Table 8.2: List of instruction opcodes

| Format                                                                                                                                                  | Definition                                                   |  |  |
|---------------------------------------------------------------------------------------------------------------------------------------------------------|--------------------------------------------------------------|--|--|
| branch                                                                                                                                                  | $ \mid op (28-32) \mid offset (1-27) \mid $                  |  |  |
| register                                                                                                                                                | op (28-32)   I (27)   rd (23-26)   rs1 (19-22)   rs2 (15-18) |  |  |
| immediate                                                                                                                                               | op (28-32)   I (27)   rd (23-26)   rs1 (19-22)   imm (1-18)  |  |  |
| $op \rightarrow \text{opcode}, offset \rightarrow \text{branch offset}, I \rightarrow \text{immediate bit}, rd \rightarrow \text{destination register}$ |                                                              |  |  |
| $rs1 \rightarrow \text{source register } 1, rs2 \rightarrow \text{source register } 2, imm \rightarrow \text{immediate operand}$                        |                                                              |  |  |

Table 8.3: Summary of instruction formats



Figure 8.5: Calculation of the immediate operand and the branch target

## Computation of the Immediate Operand and the Branch Target

Figure 8.5 shows the circuit for calculating the immediate operand, and the branch target. To calculate the immediate operand, we need to first extract the imm field (bits 1-18) from the instruction. Subsequently, we extract the lower 16 bits, and create a 32-bit constant in accordance with the modifiers (bit 17, and 18). When no modifier is specified, we extend the sign of the 16-bit number to make it a 32-bit number. For the u modifier, we fill the top 16 bits with 0s, and for the u modifier, we shift the 16-bit number, 16 positions to the left. The newly constructed 32-bit value is termed as immx.

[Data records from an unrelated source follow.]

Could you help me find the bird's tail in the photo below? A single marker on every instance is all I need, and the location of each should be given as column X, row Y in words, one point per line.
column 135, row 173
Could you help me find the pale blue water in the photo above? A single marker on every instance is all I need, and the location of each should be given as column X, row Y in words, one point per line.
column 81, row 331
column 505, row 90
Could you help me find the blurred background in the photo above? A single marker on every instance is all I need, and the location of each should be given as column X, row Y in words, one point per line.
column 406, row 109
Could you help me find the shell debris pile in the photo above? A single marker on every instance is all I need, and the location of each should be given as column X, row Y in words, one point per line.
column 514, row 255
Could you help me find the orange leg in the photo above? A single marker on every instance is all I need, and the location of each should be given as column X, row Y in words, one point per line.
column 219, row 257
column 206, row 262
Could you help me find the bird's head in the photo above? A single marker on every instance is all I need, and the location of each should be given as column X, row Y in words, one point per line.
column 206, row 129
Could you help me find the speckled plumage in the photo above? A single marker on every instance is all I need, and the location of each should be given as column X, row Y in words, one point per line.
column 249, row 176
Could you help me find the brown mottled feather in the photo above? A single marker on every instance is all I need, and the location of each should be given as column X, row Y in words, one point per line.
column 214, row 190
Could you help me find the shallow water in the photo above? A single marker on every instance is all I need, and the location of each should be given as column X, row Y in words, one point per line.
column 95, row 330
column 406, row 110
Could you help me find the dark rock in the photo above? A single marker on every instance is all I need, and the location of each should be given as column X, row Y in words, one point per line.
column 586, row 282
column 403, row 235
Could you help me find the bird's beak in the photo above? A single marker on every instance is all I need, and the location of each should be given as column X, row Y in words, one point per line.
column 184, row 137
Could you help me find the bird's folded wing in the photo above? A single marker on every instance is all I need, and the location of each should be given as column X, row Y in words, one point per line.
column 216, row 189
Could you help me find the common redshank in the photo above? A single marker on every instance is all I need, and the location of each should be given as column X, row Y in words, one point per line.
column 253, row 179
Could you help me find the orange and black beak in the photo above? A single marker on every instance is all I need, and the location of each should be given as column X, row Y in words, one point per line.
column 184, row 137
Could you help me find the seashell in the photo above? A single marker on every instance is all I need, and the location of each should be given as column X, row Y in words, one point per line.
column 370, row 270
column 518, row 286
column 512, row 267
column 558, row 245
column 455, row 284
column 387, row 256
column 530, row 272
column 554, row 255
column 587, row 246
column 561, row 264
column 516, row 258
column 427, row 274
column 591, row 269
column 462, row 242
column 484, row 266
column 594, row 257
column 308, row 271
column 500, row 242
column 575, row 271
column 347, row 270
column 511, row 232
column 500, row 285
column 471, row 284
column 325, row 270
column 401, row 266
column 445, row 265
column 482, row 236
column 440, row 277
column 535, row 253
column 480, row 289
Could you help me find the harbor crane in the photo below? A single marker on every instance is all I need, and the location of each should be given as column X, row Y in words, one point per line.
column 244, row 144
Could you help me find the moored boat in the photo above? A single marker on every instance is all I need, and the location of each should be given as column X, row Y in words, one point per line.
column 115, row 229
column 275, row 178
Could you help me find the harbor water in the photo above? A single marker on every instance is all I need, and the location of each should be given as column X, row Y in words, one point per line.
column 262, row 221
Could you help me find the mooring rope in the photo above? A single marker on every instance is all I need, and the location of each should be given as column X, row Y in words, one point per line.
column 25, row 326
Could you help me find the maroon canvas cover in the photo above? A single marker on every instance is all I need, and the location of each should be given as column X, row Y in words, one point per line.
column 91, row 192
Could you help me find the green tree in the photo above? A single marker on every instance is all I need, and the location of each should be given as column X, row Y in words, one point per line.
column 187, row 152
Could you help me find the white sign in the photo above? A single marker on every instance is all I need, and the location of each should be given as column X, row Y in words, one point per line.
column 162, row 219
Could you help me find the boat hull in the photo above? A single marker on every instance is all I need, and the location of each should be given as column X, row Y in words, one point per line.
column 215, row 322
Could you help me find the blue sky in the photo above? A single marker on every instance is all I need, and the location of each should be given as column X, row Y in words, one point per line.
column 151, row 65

In a similar manner, we can compute the signal, branchTarget (branch target for all types of branches excluding ret). We need to first extract the 27 bit offset (bits 1 to 27) from the instruction. Note that these 27 bits represent the offset in terms of memory words as described in Section 3.3.14. Thus, we need to shift the offset to the left by 2 bits to make it a 29 bit number, and then extend its sign to make it a 32-bit number. Since we use PC-relative addressing in SimpleRisc, to obtain the branch target we need to add the shifted offset to the PC. The branch target can either be derived from the instruction (branchTarget signal), as we have just described, or in the case of a ret instruction, the branch target is the contents of the ra register. In this case, the ra register comes from the register file. We choose between both the values in the next stage, and compute branchPC.

There is a need to make an important observation here. We are calculating branchTarget and immx for all instructions. However, any instruction in the SimpleRisc format will only require at the most one of these fields (branchTarget or immx). The other field will have junk values. Nevertheless, it does not hurt to pre-compute both the values in the interest of speed. It is necessary to ensure that the correct value is used in the later stages of processing.

## Reading the Registers



Figure 8.6: Reading the Source Registers

In parallel, we can read the values of the source registers as shown. Here, also we follow the same strategy. We read more than what we require. Critics might argue that this approach wastes power. However, there is a reason for doing so. Extra circuitry is required to decide if a given operand is actually required. This has an adverse impact in terms of area, and time. The operand fetch unit becomes slower. Hence, we prioritise the case of simplicity, and read all the operands that might be required.

The circuit for reading the values of source registers is shown in Figure 8.6. The register file has 16 registers, two read ports, and one write port (not shown in the figure). A *port* is a point of connection (an interface) in a hardware structure, and is used for the purpose of either entering inputs, or reading outputs. We can have a read port (exclusively for reading data), a write port (exclusively for writing data), and a read-write port (can be used for both reading and writing).

## **Definition 59**

A port is a point of connection in a hardware structure, and is used for the purpose of either entering inputs, or reading outputs. We can have a read port (exclusively for reading data), a write port (exclusively for writing data), and a read-write port (can be used for both reading and writing).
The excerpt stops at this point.